One of the hottest games lately has been Mice and Mystics.
In Mice and Mystics, you are a group of mice (that used to be humans) attempting to save your kingdom from an evil overlord that is seducing your father, the King. Also, the evil overlord controls lots of rats, which is horribly inconvenient. The game is scenario driven, and in each scenario, the players are working together to accomplish a certain goal - whether that is escaping the castle, defeating the house cat, sending a message via a crow, or something else entirely. To do this, the players alternate taking turns with their mice. On each turn, you are allowed to move and take an action. The different actions include attacking, searching, exploring, and recovering. As free actions, you are also allowed to level up, equip your mouse, or share equipment with other mice on the same space. Most of the actions are fairly straightforward. When attacking, you roll dice and compare the number of hits against the number of blocks - and if there are more hits than blocks, then damage is assigned (and if cheese is rolled, then the side that rolled it gets to collect cheese tokens). Searching lets you find new items, exploring lets you move to the next tile (or flip the current tile), and recovering allows you to attempt to remove status affects. Among the mice's turns, the minions that are on the board will also get to take turns; their turns work similarly to the mice turns, but they will almost always attack. If the mice are able to successfully accomplish their goal before time runs out, then they succeed! If all of the mice are captured at the same time, or time runs out, then they were stopped without being able to accomplish their mission - thus dooming the kingdom! (There are various things that "advance the timer," like having mice captured and having the minions collect too much cheese.)
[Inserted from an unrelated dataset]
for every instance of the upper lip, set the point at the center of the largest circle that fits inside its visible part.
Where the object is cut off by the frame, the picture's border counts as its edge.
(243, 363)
At its core, Mice and Mystics is a very lightweight role playing game. It includes leveling up, an ongoing campaign, characters that you should embrace, and an overarching story. In fact, the game comes with both a rulebook and a quest book. And, that quest book contains 11 different quests. So, honestly, my first pro for Mice and Mystics is that it is a wonderful choice if you are looking for a way to have a laid back role playing experience that can easily include non-gamers and younger kids (probably as young as 8-12). I think that the campaign is put together well, and I truly appreciate two specific elements. First, I like that each scenario doesn't have the same victory condition, and second that there are decisions (side quests) that you have to make during the campaign that will affect what happens later. And, I especially appreciate that, if you play like I do, then you must make these decisions from an uninformed perspective - which does a good job of representing the vantage point of your characters. Should I go try to get the cook's attention? Well, I don't know - do I actually need her attention? What advantage is there in that? Well, it seems like a good idea - let's do it!
|Equip your characters and help them to level up!|
Yet, though I thought that the campaign was well done, there were some definite cons that I had for Mice and Mystics. The most immediate con that I had for Mice and Mystics was that I felt like I was constantly running into rule ambiguities. Now, I will confess - I learned this game from a tutorial video. However, this video was on Plaid Hat Games' site, and was referenced on the front of the rules ("If you want us to teach you how to play, you can visit...") so I was hoping that watching it would be all I needed in order to start playing the game. Unfortunately, after watching it, I still didn't feel like I understood the game very well, and even after reading the rulebook and referencing it during the game, we often found ourselves guessing at how certain things worked. One example is with the "Fishhook and Thread" object. This object is found in the water on the first scenario. When moving out of water, the rulebook specifies that you must roll a die, and if you roll a "star", then you successfully move out of the water. The Fishhook and Thread allows you to connect two spaces on the tile and move between the spaces "as if they were normal adjacent spaces." Now, does "normal" mean non-water, or does it mean that you are able to move between them as if the spaces in between didn't exist? Do you roll a die, or not? This is just one example of a multitude of times that I found myself scratching my head trying to decide what exactly the game intended for me to do. I'm hoping that in the future the FAQ for the game starts addressing more of these issues, but when I referenced it, it still felt like it was in its infancy stage.
|Epic battles on miniature scales|
My final con for Mice and Mystics was that I felt the dice played too much of a factor in determining the outcome of the game. Now, random elements in games are good - they help each play experience to be different. This is a great thing! However, in Mice and Mystics, you roll the dice so often that it feels like the entire game depends on how those rolls land. Did the minions attack you and get some of your cheese? Did they also roll a lot of cheese when they were attacking and defending? Then there's a good chance that you aren't going to have a chance to complete your quest, since time will run out well before you are able to actually advance in the game - after all, you hear a roach scurrying around the corner, and you can't resist engaging in an epic battle of one inch warriors!
Overall, I give Mice and Mystics a 7.0/10. I think that the campaign nature of the game is well done, but I found the actual gameplay grew stale for me too quickly, so I will probably move away from the game without bothering to complete the campaign. However, the story was interesting enough for me to cheat and read it, without taking the time to play the chapters.
If Mice and Mystics sounds interesting, you might also check out Runebound, Talisman, and Flash Point: Fire Rescue.